Au fur et à mesure que Haerial parlait, Lili se sentait apaisé et recouvrait ses esprits.
-" Alors... Vous êtes bien une elfe je ne rêve pas ? "
-" Non vous ne rêvez pas. Comment vous appelez-vous ? Etes vous jeune ? Quel est ce monde ? "
-" Je... Mais... Vos blessures n'est-ce pas plus urgent ? "
-" L'important pour moi c'est d'abord d'apprendre à connaître le lieu et les personnes nouvelles que je rencontre alors répondez ! " Dit-elle d'une voix douce et ferme à la fois.
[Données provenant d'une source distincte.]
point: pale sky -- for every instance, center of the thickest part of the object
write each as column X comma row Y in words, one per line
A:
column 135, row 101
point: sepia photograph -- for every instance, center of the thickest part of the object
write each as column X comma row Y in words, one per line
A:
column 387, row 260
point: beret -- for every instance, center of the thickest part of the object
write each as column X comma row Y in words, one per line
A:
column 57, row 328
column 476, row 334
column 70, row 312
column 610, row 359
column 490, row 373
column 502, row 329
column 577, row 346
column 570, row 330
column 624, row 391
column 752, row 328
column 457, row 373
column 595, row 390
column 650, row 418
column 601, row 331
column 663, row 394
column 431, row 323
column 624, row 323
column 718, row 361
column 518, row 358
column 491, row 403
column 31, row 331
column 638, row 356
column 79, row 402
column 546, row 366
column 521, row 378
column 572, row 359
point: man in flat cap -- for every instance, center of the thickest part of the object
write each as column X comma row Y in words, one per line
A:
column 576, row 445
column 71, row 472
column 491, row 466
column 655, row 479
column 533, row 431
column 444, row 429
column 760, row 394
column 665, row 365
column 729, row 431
-" Très bien... Je m'appelle Lili et j'ai 19 ans et vous êtes sur ce que l'on appelle ici la planète Terre. Si vous voulez dire par connaître, savoir si vous êtes en terrain ennemie, alors je vous dis oui. Les gens d'ici ne sont pas très ouvert pour ce qui pourrait troubler leur équilibre. Et, moi... Je dois dire que je suis surprise. Quoique j'ai bien dépassé le stade de la surprise, cependant je suis prête à vous aider. " balbutia t-elle.
-" Je vous remercie infiniment. Mes blessures ne sont pas très grave, je cicatrise vite, si vous pouviez simplement m'y appliquer de la neige. "
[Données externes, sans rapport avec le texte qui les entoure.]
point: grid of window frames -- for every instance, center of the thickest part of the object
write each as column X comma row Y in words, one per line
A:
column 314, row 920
A ces mots Lili acquiesce et obéit. Si Haerial a mal, elle ne le montre pas. Un long silence s'abat sur la clairière, l'elfe s'est endormie, déjà les blessures ont commencé à cicatriser. Les lucioles s'approchent en volant doucement et l'une d'elles se pose sur la main tendu de Lili.
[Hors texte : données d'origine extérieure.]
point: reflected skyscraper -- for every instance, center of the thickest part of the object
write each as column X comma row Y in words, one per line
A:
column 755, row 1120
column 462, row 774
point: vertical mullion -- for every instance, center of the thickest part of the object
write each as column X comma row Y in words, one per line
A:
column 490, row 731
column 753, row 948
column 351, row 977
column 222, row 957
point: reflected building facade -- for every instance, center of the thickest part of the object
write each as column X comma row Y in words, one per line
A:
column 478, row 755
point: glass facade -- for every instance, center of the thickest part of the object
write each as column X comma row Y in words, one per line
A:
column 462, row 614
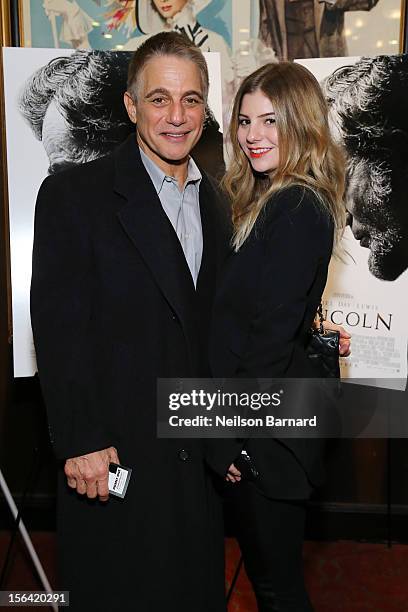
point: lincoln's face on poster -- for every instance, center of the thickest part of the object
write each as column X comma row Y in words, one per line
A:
column 368, row 107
-" Venez Lili, suivez-nous ! " Dit-elle dans un souffle.
Lili rejoint les lucioles quelques mètres plus loin. L'étalon, marche tout autour de la clairière sans jamais s'arrêter ni détourner son attention de ce qui semblait être sa tâche.
Les lucioles se pressent autour de Lili et l'une d'elle prend la parole :
-" Nous te remercions Lili de ce que tu as fais, nous savons que tu as l'impression d'avoir fais peu mais pour nous ce fut beaucoup. Nous sommes déjà venu dans ce monde auparavant, d'habitude, les gens d'ici veulent nous capturer, nous avons maintes fois été obligés de leur ôter la vie. Kezor'hal, ce que chez toi tu appellerais " un cheval ", est notre guide il est en train de rouvrir le passage avec notre monde, nous devons nous hâter de partir. "
En effet, Kezor'hal, accélère l'allure de ces pas, plus il prend de la vitesse plus la clairière s'illumine.
Le vent recommence à souffler. Si fort que ces oreilles sont remplies de bourdonnements.
-" Attendez ! " Crie t-elle dans ce vacarme.
Haerial se relève et s'étire, marchant avec grâce sans être gênée par le vent et le froid, elle s'approche de Lili et dit :
-" Mon enfant, cela fait des centaines d'années que je n'étais pas venu ici, je suis ravi de constater qu'il y a au moins un être sur cette Terre qui semble avoir une lueur en lui. Nous te remercions encore. Garde ce bracelet en souvenir de nous, chaque fleur représente l'un de nous. Adieu. "
Les lucioles, en ce qui semble être un éclair, retourne au sein des racines. Haerial, elle, court et saute sur le dos de Kezor'hal malgré que celui-ci galope comme le vent autour de la clairière et batte furieusement des ailes.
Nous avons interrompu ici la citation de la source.